Toronto (7-6-2) will be short-handed against Los Angeles (7-6-7) with designated players Michael Bradley and Jozy Altidore and Canadians Ashtone Morgan and Jonathan Osorio on international duty at the Gold Cup. French midfielder Benoit Cheyrou is nursing a calf injury but could be available.
The tactic of fouling Giovinco came to a head June 20 when New York City FC appeared to take aim at the Italian in a 2-0 win at BMO Field.
"He's got scratches all over him. He's been kicked a number of times ... If that's the template (to defend Giovinco), then we're going to need officiating to take care of the players the people come to watch," Toronto coach Greg Vanney said at the time.
He also said Giovinco was being fouled before the ball actually got to him.
On Tuesday, Vanney said the team is active in discussing the rough treatment Giovinco gets — both with the fourth official during games and the league after reviewing game footage.
"And if we see incidents, we will always send them in and ask them to take a closer look or to be aware of these things.

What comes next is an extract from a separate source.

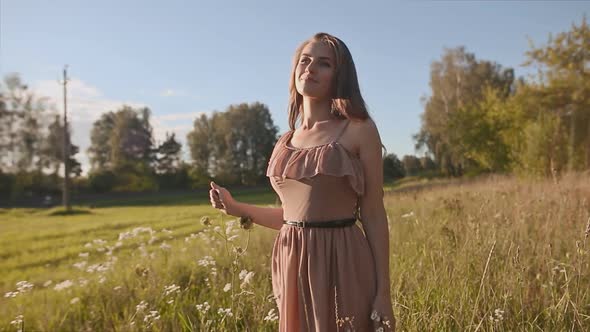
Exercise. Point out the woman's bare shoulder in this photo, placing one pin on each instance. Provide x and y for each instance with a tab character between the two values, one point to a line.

The one thing that I think is coming up now a little bit that we're asking the league to look at is things that are slightly away from the ball, maybe not exactly on the ball or when he's touching the ball but maybe in a moment of transition or when he's not exactly involved in the immediate action."
For Vanney, it's no different from any player in the league. They should have the freedom to express themselves as attacking players. "That's what people come to watch."
The Toronto coach doesn't think every team is looking to rough up Giovinco. But the Toronto braintrust are keeping a close eye to make sure the abuse doesn't expand.
The 28-year-old Italian was not made available to reporters Tuesday. Because of the team's busy schedule of late, he had a reduced workout.
Giovinco's teammates sees the abuse he goes through.
"I marvel at how calm he remains for the most part," said midfielder Collen Warner. "I would be really upset with some of the tackles he's seeing (which) are unfortunately off the ball and very intentional.
"He does well to deal with it. Obviously he's probably expecting a little bit of it being that he's our best player. I don't see it changing in the future."